Commercial Break Monday Says: OMG DUDE WTF

May 21, 2007 by alewing  
Filed under Gaming

In today’s Commercial Break Monday we take another trip into the world of video, to see an advert seems to have been especially designed to make people react in a certain HOLY JESUS WHAT IN CHRIST’S ASS IS GOING ON AAARRGGHH MY BRANE

Yes, it’s Centipede.

I have no idea if all those black and white clips were originally in that advert, but considering how mental the rest of it is it really wouldn’t surprise me. It’s literally got everything – the creeping shadow, the homeless guy as first victim to the Centipede menace, a woman waking up in bed with a frigging centipede and of course the good old ‘noooo the game is pulling me in’ trick, with a twist that makes me want to vomit and cry.

Seriously, I’m ready to hurl. I have an excuse – I’m taking a break to write this from a pitch to A Proper Yank Comics Company (wish me luck, fans!) that involves some pretty serious body horror – so much so that I made myself sick. I actually can’t bring myself to look at what I’ve written in case I have nightmares. This may sound like a good thing to you, but it’s me that has to proofread the bastard. So the last thing I need to see or hear is Insect Boy sobbing “HELP! SOMEBODY!” as he desperately clicks the horrific mandibles that will never kiss a girl now that he’s a freak.

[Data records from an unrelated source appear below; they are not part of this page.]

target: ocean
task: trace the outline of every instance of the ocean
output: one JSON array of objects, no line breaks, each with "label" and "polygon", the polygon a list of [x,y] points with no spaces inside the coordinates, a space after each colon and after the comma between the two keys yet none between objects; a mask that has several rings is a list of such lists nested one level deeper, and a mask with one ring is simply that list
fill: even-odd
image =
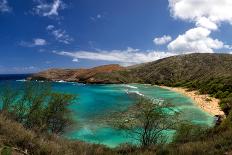
[{"label": "ocean", "polygon": [[[0,91],[6,81],[21,87],[28,75],[0,75]],[[175,105],[185,120],[207,126],[213,125],[214,117],[202,111],[194,102],[182,94],[142,84],[88,85],[74,82],[53,82],[52,89],[57,92],[77,95],[76,101],[69,107],[73,111],[76,125],[63,136],[90,143],[116,147],[122,143],[134,143],[124,131],[107,125],[102,116],[127,109],[136,102],[136,96],[144,96],[157,101]],[[108,115],[107,115],[108,116]],[[109,117],[109,116],[108,116]],[[172,137],[175,131],[168,130]]]}]

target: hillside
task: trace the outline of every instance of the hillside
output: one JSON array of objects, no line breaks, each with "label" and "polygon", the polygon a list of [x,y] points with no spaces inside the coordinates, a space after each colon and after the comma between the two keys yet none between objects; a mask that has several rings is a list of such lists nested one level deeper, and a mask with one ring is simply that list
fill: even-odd
[{"label": "hillside", "polygon": [[221,107],[226,114],[232,107],[230,54],[179,55],[128,68],[106,65],[92,69],[51,69],[35,74],[30,79],[182,86],[221,99]]},{"label": "hillside", "polygon": [[105,65],[90,69],[49,69],[39,72],[29,77],[29,80],[47,81],[70,81],[82,83],[117,83],[117,81],[107,81],[106,79],[95,79],[97,74],[107,74],[115,71],[125,70],[120,65]]}]

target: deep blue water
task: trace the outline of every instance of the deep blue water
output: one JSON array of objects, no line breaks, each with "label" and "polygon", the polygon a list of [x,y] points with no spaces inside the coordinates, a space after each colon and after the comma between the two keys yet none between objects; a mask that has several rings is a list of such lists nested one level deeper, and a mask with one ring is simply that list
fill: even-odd
[{"label": "deep blue water", "polygon": [[[0,79],[7,79],[20,87],[23,85],[27,75],[0,75]],[[1,84],[5,80],[0,81]],[[115,147],[121,143],[136,143],[126,137],[123,131],[113,129],[99,119],[99,116],[110,114],[112,111],[126,109],[134,104],[137,95],[144,95],[158,101],[167,101],[176,106],[181,111],[181,117],[193,123],[212,125],[213,117],[201,109],[194,102],[176,92],[149,85],[84,85],[79,83],[53,83],[54,91],[78,95],[76,101],[70,106],[73,111],[77,125],[73,130],[68,131],[64,136],[71,139],[79,139],[92,143],[105,144]],[[129,93],[129,94],[128,94]],[[110,117],[110,116],[108,116]],[[167,135],[174,131],[167,131]]]}]

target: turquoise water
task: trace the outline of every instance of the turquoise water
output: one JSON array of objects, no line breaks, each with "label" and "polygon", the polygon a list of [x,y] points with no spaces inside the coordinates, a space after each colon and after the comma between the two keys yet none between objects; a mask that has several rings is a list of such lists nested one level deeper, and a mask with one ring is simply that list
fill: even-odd
[{"label": "turquoise water", "polygon": [[[14,82],[22,85],[23,82]],[[183,119],[205,125],[212,125],[214,118],[199,109],[194,102],[167,89],[149,85],[84,85],[79,83],[53,83],[55,91],[78,95],[70,109],[73,111],[77,125],[64,135],[70,139],[78,139],[91,143],[104,144],[109,147],[121,143],[136,143],[101,121],[100,116],[112,111],[126,109],[135,103],[135,96],[142,95],[159,101],[167,101],[181,111]],[[108,116],[109,117],[109,116]],[[172,135],[173,131],[166,131]]]}]

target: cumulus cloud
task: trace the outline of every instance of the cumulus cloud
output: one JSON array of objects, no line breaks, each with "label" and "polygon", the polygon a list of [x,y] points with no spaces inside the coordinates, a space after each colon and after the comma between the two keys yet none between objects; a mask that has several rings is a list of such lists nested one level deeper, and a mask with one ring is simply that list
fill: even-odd
[{"label": "cumulus cloud", "polygon": [[40,68],[35,66],[21,66],[21,67],[6,67],[0,66],[0,74],[22,74],[22,73],[36,73]]},{"label": "cumulus cloud", "polygon": [[160,51],[140,51],[139,49],[127,48],[126,50],[98,50],[98,51],[74,51],[74,52],[54,52],[55,54],[68,56],[77,62],[78,59],[100,60],[117,62],[124,66],[155,61],[161,58],[175,55],[169,52]]},{"label": "cumulus cloud", "polygon": [[169,0],[169,7],[174,18],[195,22],[196,25],[169,43],[169,50],[180,53],[214,52],[230,47],[213,39],[210,34],[219,29],[221,22],[232,24],[231,0]]},{"label": "cumulus cloud", "polygon": [[65,9],[65,4],[62,0],[53,0],[48,3],[46,0],[35,0],[37,3],[34,11],[36,14],[44,17],[58,16],[59,10]]},{"label": "cumulus cloud", "polygon": [[232,23],[231,0],[169,0],[175,18],[198,21],[202,17],[213,23]]},{"label": "cumulus cloud", "polygon": [[7,0],[0,0],[0,12],[11,12],[11,10],[12,9],[9,7]]},{"label": "cumulus cloud", "polygon": [[166,43],[168,43],[168,42],[170,42],[172,40],[172,37],[171,36],[167,36],[167,35],[164,35],[164,36],[162,36],[162,37],[160,37],[160,38],[155,38],[154,40],[153,40],[153,42],[156,44],[156,45],[164,45],[164,44],[166,44]]},{"label": "cumulus cloud", "polygon": [[212,53],[214,49],[224,47],[224,43],[209,37],[208,29],[197,27],[179,35],[168,45],[170,51],[179,53],[203,52]]},{"label": "cumulus cloud", "polygon": [[73,41],[73,38],[70,37],[65,30],[56,29],[54,25],[48,25],[46,29],[55,37],[58,42],[70,44]]},{"label": "cumulus cloud", "polygon": [[45,39],[35,38],[33,41],[21,41],[19,45],[24,47],[44,46],[47,45],[47,41]]},{"label": "cumulus cloud", "polygon": [[99,20],[99,19],[101,19],[101,18],[103,18],[103,15],[102,15],[102,14],[97,14],[96,16],[90,17],[90,19],[91,19],[92,21],[97,21],[97,20]]},{"label": "cumulus cloud", "polygon": [[41,38],[36,38],[34,39],[34,45],[35,46],[43,46],[43,45],[46,45],[47,42],[45,39],[41,39]]}]

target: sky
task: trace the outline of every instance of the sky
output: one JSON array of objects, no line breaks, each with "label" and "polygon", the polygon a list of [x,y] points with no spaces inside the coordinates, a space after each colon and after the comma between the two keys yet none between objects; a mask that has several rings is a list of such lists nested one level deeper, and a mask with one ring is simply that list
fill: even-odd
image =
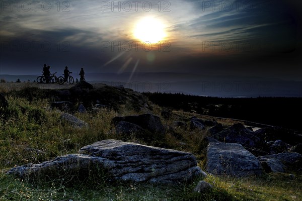
[{"label": "sky", "polygon": [[46,63],[302,81],[299,1],[0,3],[0,74],[39,74]]}]

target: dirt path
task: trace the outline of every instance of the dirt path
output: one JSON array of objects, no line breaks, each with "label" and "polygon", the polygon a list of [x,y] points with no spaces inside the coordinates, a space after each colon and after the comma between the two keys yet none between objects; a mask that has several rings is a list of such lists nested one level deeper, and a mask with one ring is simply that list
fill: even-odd
[{"label": "dirt path", "polygon": [[[24,88],[31,87],[38,87],[41,89],[61,89],[65,88],[69,88],[72,86],[76,85],[73,84],[39,84],[35,82],[7,82],[0,83],[0,92],[7,91],[11,90],[21,90]],[[96,83],[93,84],[94,88],[101,88],[105,85],[104,84]]]}]

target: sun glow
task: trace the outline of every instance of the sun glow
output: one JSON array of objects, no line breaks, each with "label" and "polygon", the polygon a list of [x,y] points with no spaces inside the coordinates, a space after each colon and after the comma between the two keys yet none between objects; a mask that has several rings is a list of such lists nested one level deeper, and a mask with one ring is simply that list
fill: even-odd
[{"label": "sun glow", "polygon": [[139,21],[134,28],[133,35],[141,42],[151,43],[163,41],[167,36],[164,25],[160,20],[152,17],[146,17]]}]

Anyway, why is this advert so mental?

The only thing I can think of is that Centipede in its original arcade form was seen as a game for girls – possibly the first game for girls, given that Ms Pac-Man was basically a great honking drag queen of a game. (Although it did have the patented Pac-Man ‘cute factor’, he said sexistly.) Granted, this is all out of my old copy of the Winners Book Of Video Games, which I’ve not seen for years, but allegedly the whole shooting cute wee insects in a garden thing was seen as much more feminine than shooting aliens in space with a big butch tank or a phallic spaceship. Sounds like cobblers to me, but there we are.

Could it be that Atari desperately wanted to man up Centipede and get a larger market share from penis-owners? Or did they think that the incredible goofiness of this sick creation would make it even more appealing to the ovary-possessing gender – taking it ‘ovary and above’ previous expectations, if you will? Or did they just not think at all, but instead gibber to themselves, eyes rolling around in their heads as they hurled their own excrement at a board until the strange patterns of stinking foeces told them what nightmare they must create?

We may never know.

More later, as promised, but right now it’s time to get back to the horror. Wish me luck!